Ukraine's cyber unit allegedly accessed the Russian energy giant's network and exfiltrated thousands of documents.

According to Jeff Carr, internationally known cybersecurity advisor, ​​cyber operators at the Main Directorate of Intelligence at the Ministry of Defense of Ukraine (GURMO) have been conducting computer network operations (CNO) against Gazprom.

As a result of the breach, they were able to engineer a hack of the pipeline's pressurization controls that would cause a pipeline to rupture, resulting in a fire.

"To date, two pipelines have experienced rupture events that were directly the result of a computer network attack. These are the first publicly known examples of a computer network attack against an OT [operational technology] system resulting in a kinetic effect during wartime operations," Carr, who is in close collaboration with the GURMO cyber unit, writes in his latest blog post.

At the time of writing, Cybernews could not verify Carr's claims.

Ukraine has not officially confirmed it is behind the attacks on Russian operational technology systems.

According to Carr, the cyber operation was launched on 1 April when a fire broke out at an oil depot in Belgorod, Russia. The fuel depot is owned by the Russian oil firm Rosneft. According to Russian state-owned news agency RIA Novosti, the fire resulted from an “attack by two Ukrainian helicopters that entered Russian airspace at low altitude.”

According to Reuters, defense ministry spokesman Oleksandr Motuzyanyk said he would neither confirm nor deny a Ukrainian role in the alleged attack.

"Ukraine is currently conducting a defensive operation against Russian aggression on the territory of Ukraine, and this does not mean that Ukraine is responsible for every catastrophe on Russia's territory."

On 3 April, Russian state oil and gas company Sakhatransneftegaz JSC discovered an underground leak from the high-pressure gas pipeline in Verkhnevilyuysk, Yakutia.

The following day, a section of the main gas pipeline, Urengoy-Center-2, is said to have ruptured, causing a large fire in the Lysvensky district. The incident wasn't widely reported - only a local Russian newspaper covered it.

According to Carr, there were no casualties in any of the above incidents, but Radio Free Europe quoted Belgorod Governor Vyacheslav Gladkov as saying that two employees were injured during the fire in Belgorod.

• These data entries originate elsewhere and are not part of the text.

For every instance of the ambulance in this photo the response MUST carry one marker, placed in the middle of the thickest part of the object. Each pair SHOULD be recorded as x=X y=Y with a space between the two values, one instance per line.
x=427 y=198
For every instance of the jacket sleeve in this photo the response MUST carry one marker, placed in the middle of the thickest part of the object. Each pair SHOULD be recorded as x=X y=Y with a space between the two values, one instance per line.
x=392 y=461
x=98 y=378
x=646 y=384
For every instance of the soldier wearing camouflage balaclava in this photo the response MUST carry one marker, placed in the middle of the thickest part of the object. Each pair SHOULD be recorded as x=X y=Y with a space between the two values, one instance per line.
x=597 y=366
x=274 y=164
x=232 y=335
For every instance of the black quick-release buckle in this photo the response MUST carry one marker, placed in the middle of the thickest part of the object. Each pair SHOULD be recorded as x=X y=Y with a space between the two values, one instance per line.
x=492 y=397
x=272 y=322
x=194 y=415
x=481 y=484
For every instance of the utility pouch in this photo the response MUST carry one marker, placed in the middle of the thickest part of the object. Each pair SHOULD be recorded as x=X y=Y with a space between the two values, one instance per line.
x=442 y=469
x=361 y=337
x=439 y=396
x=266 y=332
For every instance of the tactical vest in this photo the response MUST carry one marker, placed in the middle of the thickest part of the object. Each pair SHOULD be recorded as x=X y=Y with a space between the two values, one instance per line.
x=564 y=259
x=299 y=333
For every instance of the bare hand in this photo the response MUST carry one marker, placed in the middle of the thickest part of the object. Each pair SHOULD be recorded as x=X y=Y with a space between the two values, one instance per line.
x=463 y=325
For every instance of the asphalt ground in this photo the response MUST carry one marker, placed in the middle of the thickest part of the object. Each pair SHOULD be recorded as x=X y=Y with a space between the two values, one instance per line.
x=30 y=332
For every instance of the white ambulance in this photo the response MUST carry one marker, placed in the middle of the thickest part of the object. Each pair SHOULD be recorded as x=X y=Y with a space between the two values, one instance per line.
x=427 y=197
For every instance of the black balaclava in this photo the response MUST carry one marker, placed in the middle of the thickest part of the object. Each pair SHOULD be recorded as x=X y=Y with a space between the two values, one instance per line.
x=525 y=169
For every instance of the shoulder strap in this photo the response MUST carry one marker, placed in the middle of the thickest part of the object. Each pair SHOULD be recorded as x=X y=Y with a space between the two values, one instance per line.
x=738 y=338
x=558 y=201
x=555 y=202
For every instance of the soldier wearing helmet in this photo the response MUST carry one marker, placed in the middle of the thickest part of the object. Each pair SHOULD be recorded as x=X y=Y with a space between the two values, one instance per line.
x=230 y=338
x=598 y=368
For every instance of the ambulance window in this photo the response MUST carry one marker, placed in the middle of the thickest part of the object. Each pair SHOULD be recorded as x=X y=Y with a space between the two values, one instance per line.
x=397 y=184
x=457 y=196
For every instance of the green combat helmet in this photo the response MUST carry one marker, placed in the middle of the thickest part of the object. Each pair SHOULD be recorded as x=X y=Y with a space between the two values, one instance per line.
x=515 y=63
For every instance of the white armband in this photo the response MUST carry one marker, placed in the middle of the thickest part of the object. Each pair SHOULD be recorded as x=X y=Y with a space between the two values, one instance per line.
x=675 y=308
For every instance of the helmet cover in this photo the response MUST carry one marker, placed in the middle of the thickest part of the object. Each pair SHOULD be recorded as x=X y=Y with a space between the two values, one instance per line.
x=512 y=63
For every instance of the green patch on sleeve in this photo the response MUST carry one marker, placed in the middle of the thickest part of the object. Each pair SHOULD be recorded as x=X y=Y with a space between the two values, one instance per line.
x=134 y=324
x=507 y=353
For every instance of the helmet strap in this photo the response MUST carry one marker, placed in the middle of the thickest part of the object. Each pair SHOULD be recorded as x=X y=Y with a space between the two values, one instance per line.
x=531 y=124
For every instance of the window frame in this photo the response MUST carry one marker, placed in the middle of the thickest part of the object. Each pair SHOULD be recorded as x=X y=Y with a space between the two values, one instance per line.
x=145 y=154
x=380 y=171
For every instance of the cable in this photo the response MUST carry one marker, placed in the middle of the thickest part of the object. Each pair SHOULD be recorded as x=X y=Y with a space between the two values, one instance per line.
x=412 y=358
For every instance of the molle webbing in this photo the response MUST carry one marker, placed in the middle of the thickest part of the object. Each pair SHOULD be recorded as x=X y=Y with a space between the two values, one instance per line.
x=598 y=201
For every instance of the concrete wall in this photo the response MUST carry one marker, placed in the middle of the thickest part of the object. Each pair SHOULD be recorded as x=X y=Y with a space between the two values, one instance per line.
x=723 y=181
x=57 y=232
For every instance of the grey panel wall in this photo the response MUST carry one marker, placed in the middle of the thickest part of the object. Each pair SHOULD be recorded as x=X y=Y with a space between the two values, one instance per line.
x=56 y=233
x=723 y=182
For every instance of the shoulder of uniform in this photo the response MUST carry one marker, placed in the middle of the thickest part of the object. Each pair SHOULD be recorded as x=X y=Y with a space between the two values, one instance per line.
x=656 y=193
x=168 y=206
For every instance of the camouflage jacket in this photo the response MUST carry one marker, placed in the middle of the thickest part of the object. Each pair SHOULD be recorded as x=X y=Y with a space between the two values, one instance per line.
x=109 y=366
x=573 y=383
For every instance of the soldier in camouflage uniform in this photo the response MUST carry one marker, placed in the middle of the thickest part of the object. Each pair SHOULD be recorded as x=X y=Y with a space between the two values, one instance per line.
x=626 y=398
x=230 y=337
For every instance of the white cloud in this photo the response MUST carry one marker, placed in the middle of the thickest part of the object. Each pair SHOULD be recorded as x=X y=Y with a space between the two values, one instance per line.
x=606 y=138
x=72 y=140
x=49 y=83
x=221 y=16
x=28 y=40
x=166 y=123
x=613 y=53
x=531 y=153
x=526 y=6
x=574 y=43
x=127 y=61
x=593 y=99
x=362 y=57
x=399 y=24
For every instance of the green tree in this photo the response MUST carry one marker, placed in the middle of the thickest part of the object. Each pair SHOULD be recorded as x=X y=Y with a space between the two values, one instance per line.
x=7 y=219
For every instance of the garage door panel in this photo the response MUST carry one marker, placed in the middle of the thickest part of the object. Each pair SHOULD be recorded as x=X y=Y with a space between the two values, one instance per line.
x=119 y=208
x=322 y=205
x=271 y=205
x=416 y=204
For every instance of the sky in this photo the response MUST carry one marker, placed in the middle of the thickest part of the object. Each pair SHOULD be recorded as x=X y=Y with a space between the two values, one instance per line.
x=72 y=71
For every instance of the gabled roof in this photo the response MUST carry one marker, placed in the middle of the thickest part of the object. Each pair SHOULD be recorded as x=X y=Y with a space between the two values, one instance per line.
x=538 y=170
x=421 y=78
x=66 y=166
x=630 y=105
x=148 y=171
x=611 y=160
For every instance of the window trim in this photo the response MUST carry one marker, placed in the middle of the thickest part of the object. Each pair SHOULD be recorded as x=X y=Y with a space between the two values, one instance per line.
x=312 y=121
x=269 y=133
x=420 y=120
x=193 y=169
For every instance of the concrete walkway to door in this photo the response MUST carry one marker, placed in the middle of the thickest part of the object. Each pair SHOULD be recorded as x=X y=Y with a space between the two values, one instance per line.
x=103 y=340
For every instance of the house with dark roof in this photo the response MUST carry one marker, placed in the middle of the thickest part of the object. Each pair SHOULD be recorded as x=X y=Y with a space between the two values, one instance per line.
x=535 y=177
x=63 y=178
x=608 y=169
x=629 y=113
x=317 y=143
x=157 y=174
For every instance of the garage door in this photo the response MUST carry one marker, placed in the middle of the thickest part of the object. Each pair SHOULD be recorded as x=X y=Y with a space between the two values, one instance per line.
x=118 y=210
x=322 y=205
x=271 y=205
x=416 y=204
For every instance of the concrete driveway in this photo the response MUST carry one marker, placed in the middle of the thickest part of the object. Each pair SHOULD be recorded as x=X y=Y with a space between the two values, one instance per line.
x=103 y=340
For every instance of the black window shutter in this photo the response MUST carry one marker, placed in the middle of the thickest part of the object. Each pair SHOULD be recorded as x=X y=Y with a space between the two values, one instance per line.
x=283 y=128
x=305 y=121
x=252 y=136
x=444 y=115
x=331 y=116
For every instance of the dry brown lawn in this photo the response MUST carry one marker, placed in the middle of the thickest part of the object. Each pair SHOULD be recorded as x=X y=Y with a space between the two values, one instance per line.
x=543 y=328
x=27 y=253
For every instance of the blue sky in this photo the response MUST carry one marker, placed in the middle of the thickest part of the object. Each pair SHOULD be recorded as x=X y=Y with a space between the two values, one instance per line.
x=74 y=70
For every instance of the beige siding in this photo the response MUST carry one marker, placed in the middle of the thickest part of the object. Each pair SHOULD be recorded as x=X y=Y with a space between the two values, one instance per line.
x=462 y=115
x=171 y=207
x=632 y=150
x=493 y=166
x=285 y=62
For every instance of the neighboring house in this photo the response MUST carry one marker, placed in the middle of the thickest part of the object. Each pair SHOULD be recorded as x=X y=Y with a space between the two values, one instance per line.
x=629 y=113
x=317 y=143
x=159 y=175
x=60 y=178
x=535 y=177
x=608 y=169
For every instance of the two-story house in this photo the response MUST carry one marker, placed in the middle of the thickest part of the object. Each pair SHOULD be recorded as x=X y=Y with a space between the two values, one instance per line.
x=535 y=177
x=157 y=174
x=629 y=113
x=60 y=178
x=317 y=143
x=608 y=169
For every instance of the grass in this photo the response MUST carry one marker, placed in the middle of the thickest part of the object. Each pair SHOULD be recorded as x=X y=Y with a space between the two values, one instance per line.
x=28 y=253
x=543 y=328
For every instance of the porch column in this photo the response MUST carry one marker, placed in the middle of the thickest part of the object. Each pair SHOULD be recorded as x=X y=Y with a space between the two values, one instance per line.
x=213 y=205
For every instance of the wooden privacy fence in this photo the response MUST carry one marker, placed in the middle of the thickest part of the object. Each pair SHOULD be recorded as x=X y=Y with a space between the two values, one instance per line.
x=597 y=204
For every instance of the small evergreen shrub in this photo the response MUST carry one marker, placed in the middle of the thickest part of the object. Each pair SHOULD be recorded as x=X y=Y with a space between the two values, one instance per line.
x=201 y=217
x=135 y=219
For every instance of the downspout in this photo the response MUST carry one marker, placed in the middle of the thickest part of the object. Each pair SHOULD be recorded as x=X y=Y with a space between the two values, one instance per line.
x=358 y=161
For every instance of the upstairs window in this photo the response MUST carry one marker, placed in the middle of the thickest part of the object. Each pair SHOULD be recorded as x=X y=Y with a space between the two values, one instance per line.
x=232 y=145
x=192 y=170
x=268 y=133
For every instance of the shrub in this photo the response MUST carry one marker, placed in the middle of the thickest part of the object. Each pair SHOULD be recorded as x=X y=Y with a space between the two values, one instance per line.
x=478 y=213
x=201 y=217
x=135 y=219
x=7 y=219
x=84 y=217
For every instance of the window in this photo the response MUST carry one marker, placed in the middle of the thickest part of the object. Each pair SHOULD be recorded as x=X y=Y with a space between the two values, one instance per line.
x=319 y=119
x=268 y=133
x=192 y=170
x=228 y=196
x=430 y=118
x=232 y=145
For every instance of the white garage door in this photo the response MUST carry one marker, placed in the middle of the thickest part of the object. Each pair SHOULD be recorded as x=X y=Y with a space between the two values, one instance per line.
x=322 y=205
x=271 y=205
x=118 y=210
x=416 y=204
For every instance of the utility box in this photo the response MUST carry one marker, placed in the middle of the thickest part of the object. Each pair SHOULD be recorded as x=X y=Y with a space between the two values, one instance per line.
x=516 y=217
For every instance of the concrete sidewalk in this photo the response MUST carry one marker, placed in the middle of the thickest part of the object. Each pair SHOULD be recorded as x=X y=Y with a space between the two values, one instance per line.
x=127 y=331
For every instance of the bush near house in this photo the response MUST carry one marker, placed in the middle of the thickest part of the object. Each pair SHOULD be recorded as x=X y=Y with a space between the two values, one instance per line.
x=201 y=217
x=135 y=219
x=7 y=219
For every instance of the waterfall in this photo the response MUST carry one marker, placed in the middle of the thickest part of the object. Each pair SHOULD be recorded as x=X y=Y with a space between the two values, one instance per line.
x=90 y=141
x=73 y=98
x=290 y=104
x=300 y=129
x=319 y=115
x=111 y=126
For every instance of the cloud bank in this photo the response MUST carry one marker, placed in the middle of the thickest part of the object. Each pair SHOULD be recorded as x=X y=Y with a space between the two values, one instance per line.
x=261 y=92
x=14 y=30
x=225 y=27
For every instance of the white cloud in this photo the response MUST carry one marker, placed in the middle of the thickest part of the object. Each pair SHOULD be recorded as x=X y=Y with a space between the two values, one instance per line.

"It's unlikely that the company [Gazprom] will acknowledge either the breach of their documents or the successful attacks against its SCADA [Supervisory Control and Data Acquisition] systems," Carr said. He releases details on the Computer Network Exploitation attack along with samples of documents taken by GURMO's cyber team.

According to Carr, GURMO exfiltrated almost 1.5 TB of valuable data. Carr himself has been authorized to share over 300MB of data from that breach, and only his paid subscribers are entitled to download that data.

“The data includes administrative files for Gazprom management, communication requirements for the plants, maps, a massive 3,600 page .pdf on all of the requirements for construction of a new pipeline facility, a work order for an overhaul of the relay protection and automation devices, information on the assignment of the primary communications network of the pipeline as well as the digital radio-relay communication line (CRRL), and much, much more,” Carr said.

“A person familiar with pipeline security told me that the typical focus is on the compressor stations where the attacker would change the set points for high and low pressure, and modify the flow rate measuring units,” Carr added.